Snickerdoodle Whoopie Pies With Buttercream Frosting


Yield: 6 Whoopie Pies


  • ½ cup vegetable shortening
  • 1 cup brown sugar
  • 1 large egg
  • 1 tbsp vanilla extract
  • 2½ cups flour
  • 1 tsp baking powder
  • ½ tsp baking soda (optional)
  • 1 tsp salt
  • 1 tsp ground cinnamon
  • 1 cup milk
  • 16 oz room temperature salted or unsalted butter
  • 6 cups powdered sugar


  • Two 9×9 in (23×23 cm) pans or similar
  • Whisk or mixing utensil
  • Electric mixing utensil (Paddle attachment preferred but any whisk will work)
  • Large bowl
  • Pam or oil and aluminum foil, or parchment paper
  • Spatula

Let’s Make It!

  1. Preheat oven to 350°F.
  2. In large bowl, whisk shortening, brown sugar, egg, and vanilla extract. Whisk until smooth.
Brown sugar, egg, vanilla extract, and shortening in a bowl.
Brown sugar, egg, vanilla extract, and shortening mixed in a bowl.
  1. Add milk, flour, baking soda, baking powder, and cinnamon. Whisk together.
Flour, baking soda and powder, cinnamon, and milk added to mixing bowl of brown sugar, egg, vanilla extract, and shortening.
Everything mixed together in a bowl.
  1. Line pans with parchment paper or aluminium foil and oil.
  2. Drop 12 large spoonfuls onto the pans, given an inch or two of space all around. These don’t have to be laid flat.
Raw batter on a parchment lined baking pan.
  1. Bake for 12 to 15 minutes, until they start to firm. Be careful, we want to get them out before they start crisping/darkening. Light crisping won’t be a big issue if it does happen however.
  2. Take pan out of oven then gently, using a spatula, take cookies off pan and lay onto a flat surface to cool for 30-45 minutes. Be sure they are completely cool before adding frosting in the next steps!
Whoopie pie cookies taken out of oven, sitting on parchment lined baking sheet.
A little dark on some edges is fine but it’s still something we want to avoid!
  1. In a large bowl, add the butter, powdered sugar. Using an electric mixer, whisk slowly for a short time to create buttercream frosting. Be careful not to over-mix (it’s better to under-mix)! You can also add a pinch of milk and vanilla extract if you find it too dry or want a little more flavor.
Finished creamed buttercream in a bowl.
  1. Add a large spoonful of the frosting to the flat bottom of a cookie. Grab another cookie and place it against the other side. Flat bottom sides should be against the buttercream.
  2. Store at room temperature covered or inside an airtight container. Consume within 2 days. Refrigerating these may dry out the cookie part and harden the frosting.

Notes & Alternatives

  • There’s several ways to make buttercream frosting, the one presented here is very basic. With this recipe, the frosting isn’t too sweet. If you want something a bit sweeter, use 7-8 cups of powdered sugar instead.
  • Creating other whoopie pie flavors is very easy. For example, replacing the cinnamon and brown sugar with other components like cocoa powder and white sugar will give you chocolate whoopie pies.
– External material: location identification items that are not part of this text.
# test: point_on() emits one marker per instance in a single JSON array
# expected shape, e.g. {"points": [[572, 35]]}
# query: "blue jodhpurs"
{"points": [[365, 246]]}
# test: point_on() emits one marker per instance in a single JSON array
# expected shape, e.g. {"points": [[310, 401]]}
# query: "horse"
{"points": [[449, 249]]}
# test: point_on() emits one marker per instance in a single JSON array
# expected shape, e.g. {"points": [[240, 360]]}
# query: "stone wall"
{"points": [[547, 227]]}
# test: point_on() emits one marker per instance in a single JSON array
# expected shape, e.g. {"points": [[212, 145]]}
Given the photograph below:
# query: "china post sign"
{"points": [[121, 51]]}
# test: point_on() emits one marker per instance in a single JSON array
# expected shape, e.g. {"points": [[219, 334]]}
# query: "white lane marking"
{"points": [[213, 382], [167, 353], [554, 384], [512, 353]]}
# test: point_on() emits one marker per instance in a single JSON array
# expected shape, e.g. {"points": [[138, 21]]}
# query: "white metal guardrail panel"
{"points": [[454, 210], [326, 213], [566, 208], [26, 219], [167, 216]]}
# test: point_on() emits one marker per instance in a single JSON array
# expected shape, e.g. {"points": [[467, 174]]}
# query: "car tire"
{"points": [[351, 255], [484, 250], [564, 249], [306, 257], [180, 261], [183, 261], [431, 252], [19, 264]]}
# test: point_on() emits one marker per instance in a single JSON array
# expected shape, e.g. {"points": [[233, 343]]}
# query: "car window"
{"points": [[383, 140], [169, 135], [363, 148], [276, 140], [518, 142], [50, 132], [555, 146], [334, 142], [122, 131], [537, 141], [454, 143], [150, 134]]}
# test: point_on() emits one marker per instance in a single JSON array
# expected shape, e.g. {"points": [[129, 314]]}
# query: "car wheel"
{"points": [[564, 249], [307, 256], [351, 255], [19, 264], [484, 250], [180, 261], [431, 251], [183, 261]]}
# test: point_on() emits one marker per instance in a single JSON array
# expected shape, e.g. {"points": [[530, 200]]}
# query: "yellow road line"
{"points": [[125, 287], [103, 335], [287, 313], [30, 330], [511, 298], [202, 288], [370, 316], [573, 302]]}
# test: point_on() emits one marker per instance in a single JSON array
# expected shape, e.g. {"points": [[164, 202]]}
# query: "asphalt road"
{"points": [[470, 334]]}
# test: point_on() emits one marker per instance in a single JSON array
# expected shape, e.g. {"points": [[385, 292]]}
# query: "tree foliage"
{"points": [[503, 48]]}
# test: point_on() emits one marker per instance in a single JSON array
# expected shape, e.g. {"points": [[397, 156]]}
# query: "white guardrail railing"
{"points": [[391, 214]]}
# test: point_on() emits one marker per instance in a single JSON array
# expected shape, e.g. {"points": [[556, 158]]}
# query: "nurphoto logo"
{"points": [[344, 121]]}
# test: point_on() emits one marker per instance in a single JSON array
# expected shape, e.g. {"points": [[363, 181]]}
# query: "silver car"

  • Whoopie pies are also called gobs, devil dogs, and big fat Oreos. They do resemble large Oreos as they’re commonly made using chocolate.
  • Despite chocolate being the most common whoopie pie, flavors are as diverse as the number of cake flavors that exist.
  • They were likely invented in New England or a neighboring state about a hundred years ago.
  • Maine made it their official state treat in 2011.
  • Maine holds an annual whoopie pie festival that draws in thousands of people.
  • The largest whoopie pie was created in Maine and weighed a little over a thousand pounds!
  • Whoopie Pie day is celebrated in Maine on the fourth Saturday in June.
  • …Maine really loves whoopie pies!